Models are estimated using the natural log of these odds ratios as dependent variables.

Tango, this should look familiar from the match up method I posted a couple of months ago. This is what I based it on.

I don't know how well the lwts would work as an approximation. By the time you combine those outcomes together in linear combinations, you have to treat them as a continous variable. That's a standard least squares problem which would run (relatively) quickly. Any bias introduced by treating a nonlinear relation as a linear one contaminates the results. The key question is how much, and I don't know the answer to that.

Posted 2:33 p.m., February 11, 2004 (#14) - tangotiger
Yes, it does look familiar.

In this case then, you would have say :
ln(1b/out),
ln(2b/out),
ln(3b/out),
ln(hr/out),
ln(bb/out),
ln(hbp/out)

For each player/LI category, right?

In terms of least-squares, since the BB is worth less than the HR, would you weight the ln(bb/out) less than ln(hr/out)?

Posted 2:45 p.m., February 11, 2004 (#15) - Alan Jordan
"For each player/LI category, right?"

Yes

"In terms of least-squares, since the BB is worth less than the HR, would you weight the ln(bb/out) less than ln(hr/out)?"

For the linear regression, you take the lwts weight for a BB and that's literally the value of the dependent variable for that PA. The same goes with HR or any other outcome. The idea is that weight represents the average runs produced by that PA.

Posted 2:56 p.m., February 11, 2004 (#16) - Aland Jordan
For the least squares model you have to have a row for each PA. You can't group them the way you did on your posted data.

Posted 5:06 p.m., February 11, 2004 (#17) - AED
If I'm reading this correctly, breaking it into a multinomial model and testing the various factors independently would require you to search for "clutch" factors independently in all factors, right? If sample size is killing you now, won't it be worse trying to measure clutch changes in triples rates?

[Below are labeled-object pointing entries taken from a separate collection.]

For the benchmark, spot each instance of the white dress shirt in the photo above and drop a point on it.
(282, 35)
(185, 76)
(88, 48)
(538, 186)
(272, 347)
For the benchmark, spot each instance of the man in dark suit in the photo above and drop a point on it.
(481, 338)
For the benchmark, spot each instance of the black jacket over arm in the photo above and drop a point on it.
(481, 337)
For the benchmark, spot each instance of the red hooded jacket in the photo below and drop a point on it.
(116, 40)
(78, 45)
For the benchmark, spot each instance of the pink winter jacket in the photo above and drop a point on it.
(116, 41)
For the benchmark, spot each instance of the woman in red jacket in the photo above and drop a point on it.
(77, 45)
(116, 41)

As the data are posted, I think the best you can do is estimate the standard deviation of lwtsOBA as:
0.883*sqrt(lwtsOBA/PA).
Although this approximation is imperfect on a player-by-player basis (a high-HR player will have a larger random variance than a low-HR player with the same lwtsOBA), it is correct for the overall league and thus the overall chi^2 model should work.

Posted 9:06 p.m., February 11, 2004 (#18) - Alan Jordan
"If sample size is killing you now, won't it be worse trying to measure clutch changes in triples rates?"

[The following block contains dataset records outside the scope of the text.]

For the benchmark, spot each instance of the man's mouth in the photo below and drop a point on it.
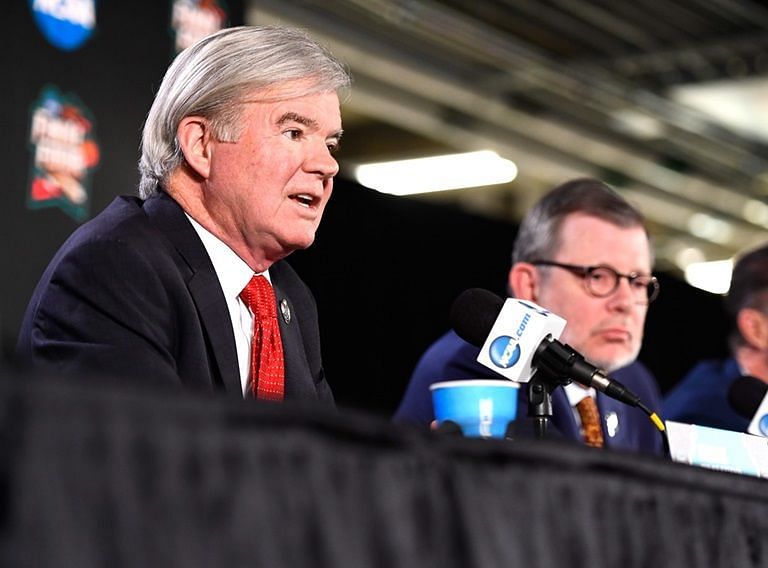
(304, 199)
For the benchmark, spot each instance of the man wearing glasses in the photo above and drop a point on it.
(583, 253)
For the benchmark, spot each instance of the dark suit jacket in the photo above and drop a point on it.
(133, 294)
(624, 427)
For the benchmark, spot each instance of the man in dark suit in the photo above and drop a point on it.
(236, 169)
(583, 253)
(701, 397)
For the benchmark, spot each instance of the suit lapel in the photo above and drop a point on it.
(203, 286)
(298, 376)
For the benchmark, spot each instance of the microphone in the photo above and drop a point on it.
(518, 338)
(748, 396)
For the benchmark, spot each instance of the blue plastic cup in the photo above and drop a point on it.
(481, 408)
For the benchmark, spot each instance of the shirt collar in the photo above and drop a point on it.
(576, 393)
(232, 271)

I prefer the term f*cking computationally prohibitive.

I have a proposal. Your method is binomial. However, I believe your method can be made multinomial in the following way. Divide outcomes into:

Singles
xtra base (doubles & triples)
HR
Strike out
Walk
Out from BIP (ground outs, fly outs, double plays, triple plays &
fielder's choice)

Use either strikeouts or out from BIP as the reference category.

Calculate a singles rate as singles/(singles + outs from BIP), then an xtrabase rate as xtrabase/(xtrabase+outs from BIP), etc...

Divide PAs into clutch and nonclutch, and do the same analysis you did with OBA. You will then end up with 5 separate variances estimated with 5 separate chi-squares (of 1 DF).

As long as these chi-squares are independent, you can add them up into one chi-square with 5 degrees of freedom. This should give you a more powerful test. It will also allow you to isolate where any effects are.

If we can form a correlation or covariance matrix of these five effects, we could estimate a model that we could plug into lwts or BSR or something to quantify value. My nonprescibed drugs are wearing off and things become fuzzy about here.